Barcelona is a confident, progressive city, filled with bustling central boulevards and stylish modern streets.   Barcelona has continued to blossom from provincial city to putative European capital.

First, a bit of history is in order.  With the return to democracy following the death of Franco, the various Spanish regions were allowed to consolidate their cultural identities through varying degrees of political control over their own affairs.  Catalonia, of which Barcelona is the capital, has an historical identity going back as far as the ninth century,  and even during the Franco dictatorship when a policy of cultural suppression was pursued, it proved impossible to surpress Catalan ethnicity.

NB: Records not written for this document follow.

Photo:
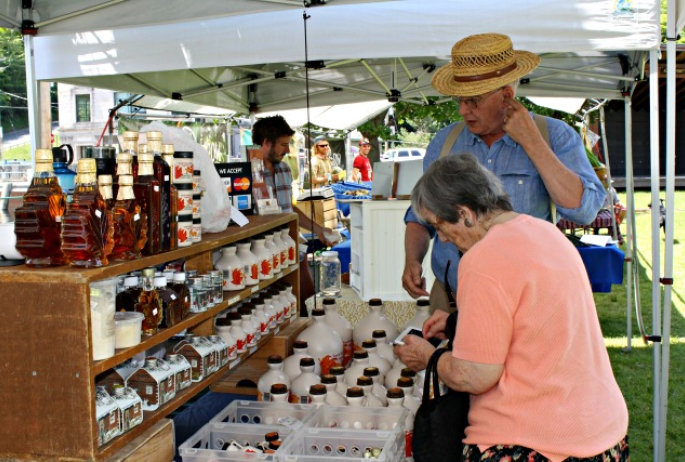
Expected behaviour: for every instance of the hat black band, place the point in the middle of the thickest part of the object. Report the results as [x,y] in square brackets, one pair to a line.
[489,75]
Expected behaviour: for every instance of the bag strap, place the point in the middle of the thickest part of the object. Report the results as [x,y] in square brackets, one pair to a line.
[432,375]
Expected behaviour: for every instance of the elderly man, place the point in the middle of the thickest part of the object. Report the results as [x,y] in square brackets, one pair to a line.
[541,161]
[362,165]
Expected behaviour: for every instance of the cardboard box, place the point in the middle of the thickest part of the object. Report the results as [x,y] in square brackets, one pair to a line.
[325,211]
[237,179]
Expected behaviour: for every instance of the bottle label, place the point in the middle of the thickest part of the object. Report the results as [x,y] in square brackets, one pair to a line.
[408,441]
[266,267]
[329,361]
[348,353]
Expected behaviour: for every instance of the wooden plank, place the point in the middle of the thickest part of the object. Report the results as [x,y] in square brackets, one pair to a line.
[154,445]
[48,403]
[210,241]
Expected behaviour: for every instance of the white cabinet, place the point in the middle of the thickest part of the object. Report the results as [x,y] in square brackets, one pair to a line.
[377,255]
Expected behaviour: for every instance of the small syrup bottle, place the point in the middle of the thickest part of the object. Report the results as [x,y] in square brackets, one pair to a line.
[168,156]
[162,173]
[149,303]
[105,187]
[130,146]
[147,194]
[130,224]
[38,222]
[88,229]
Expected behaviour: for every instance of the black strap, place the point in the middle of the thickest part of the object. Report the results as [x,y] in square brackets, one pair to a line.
[432,375]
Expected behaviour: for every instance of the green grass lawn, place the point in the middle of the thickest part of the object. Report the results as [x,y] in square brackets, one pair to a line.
[634,369]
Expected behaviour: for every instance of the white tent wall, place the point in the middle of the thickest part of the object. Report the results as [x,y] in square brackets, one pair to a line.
[219,44]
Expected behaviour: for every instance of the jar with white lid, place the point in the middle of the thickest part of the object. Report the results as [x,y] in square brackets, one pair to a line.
[329,274]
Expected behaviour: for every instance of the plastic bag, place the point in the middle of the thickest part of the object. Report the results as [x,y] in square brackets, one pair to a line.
[216,204]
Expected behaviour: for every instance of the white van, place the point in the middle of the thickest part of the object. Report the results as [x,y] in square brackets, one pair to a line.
[402,154]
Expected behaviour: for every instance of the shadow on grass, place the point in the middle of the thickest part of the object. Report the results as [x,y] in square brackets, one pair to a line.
[634,370]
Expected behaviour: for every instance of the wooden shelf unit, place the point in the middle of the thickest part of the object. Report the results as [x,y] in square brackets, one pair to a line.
[47,372]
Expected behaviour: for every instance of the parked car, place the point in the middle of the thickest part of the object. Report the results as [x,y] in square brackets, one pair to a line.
[402,154]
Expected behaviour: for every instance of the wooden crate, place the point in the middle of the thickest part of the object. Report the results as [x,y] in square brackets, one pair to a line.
[156,444]
[325,211]
[243,379]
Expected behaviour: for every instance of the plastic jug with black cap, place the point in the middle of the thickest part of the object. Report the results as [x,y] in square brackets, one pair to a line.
[62,157]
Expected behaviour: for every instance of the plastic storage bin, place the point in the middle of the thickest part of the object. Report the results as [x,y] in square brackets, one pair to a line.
[206,445]
[358,418]
[323,445]
[265,413]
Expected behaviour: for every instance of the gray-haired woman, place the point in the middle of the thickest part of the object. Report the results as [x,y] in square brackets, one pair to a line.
[528,345]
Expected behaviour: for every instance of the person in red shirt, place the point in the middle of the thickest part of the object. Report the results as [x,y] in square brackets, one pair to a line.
[362,164]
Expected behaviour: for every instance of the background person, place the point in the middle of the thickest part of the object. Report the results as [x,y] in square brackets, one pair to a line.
[273,135]
[502,134]
[362,164]
[528,345]
[323,173]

As a result of this urge to retain its own identity, Barcelona has always had the reputation of being at the forefront of Spanish political activism and of radical design and architecture.  This progress is partly due to the tourist boost the city got when the 1992 Olympics were held in Barcelona.  When the Games had finished, the city was left with an entirely new harbor and the wonderfully the futuristic Olympic Village. Since 1992,  Barcelona’s push for self-improvement knows no bounds.  There is a great pride in the city which is expressed in a remarkable cultural energy, seen most perfectly in the glorious modernista(Art Nouveau) architecture that is everywhere throughout the city.  Antoni Gaudí is the most famous of those who have left their mark on Barcelona in this way: his Sagrada Família church is rightly revered as one of the greatest architectural masterpieces of the twentieth century.  Barcelona also has a great legacy in art, from Romantic to Gothic works are contained in the cities many art museums.  Their collection of Pablo Picasso is unparalleled.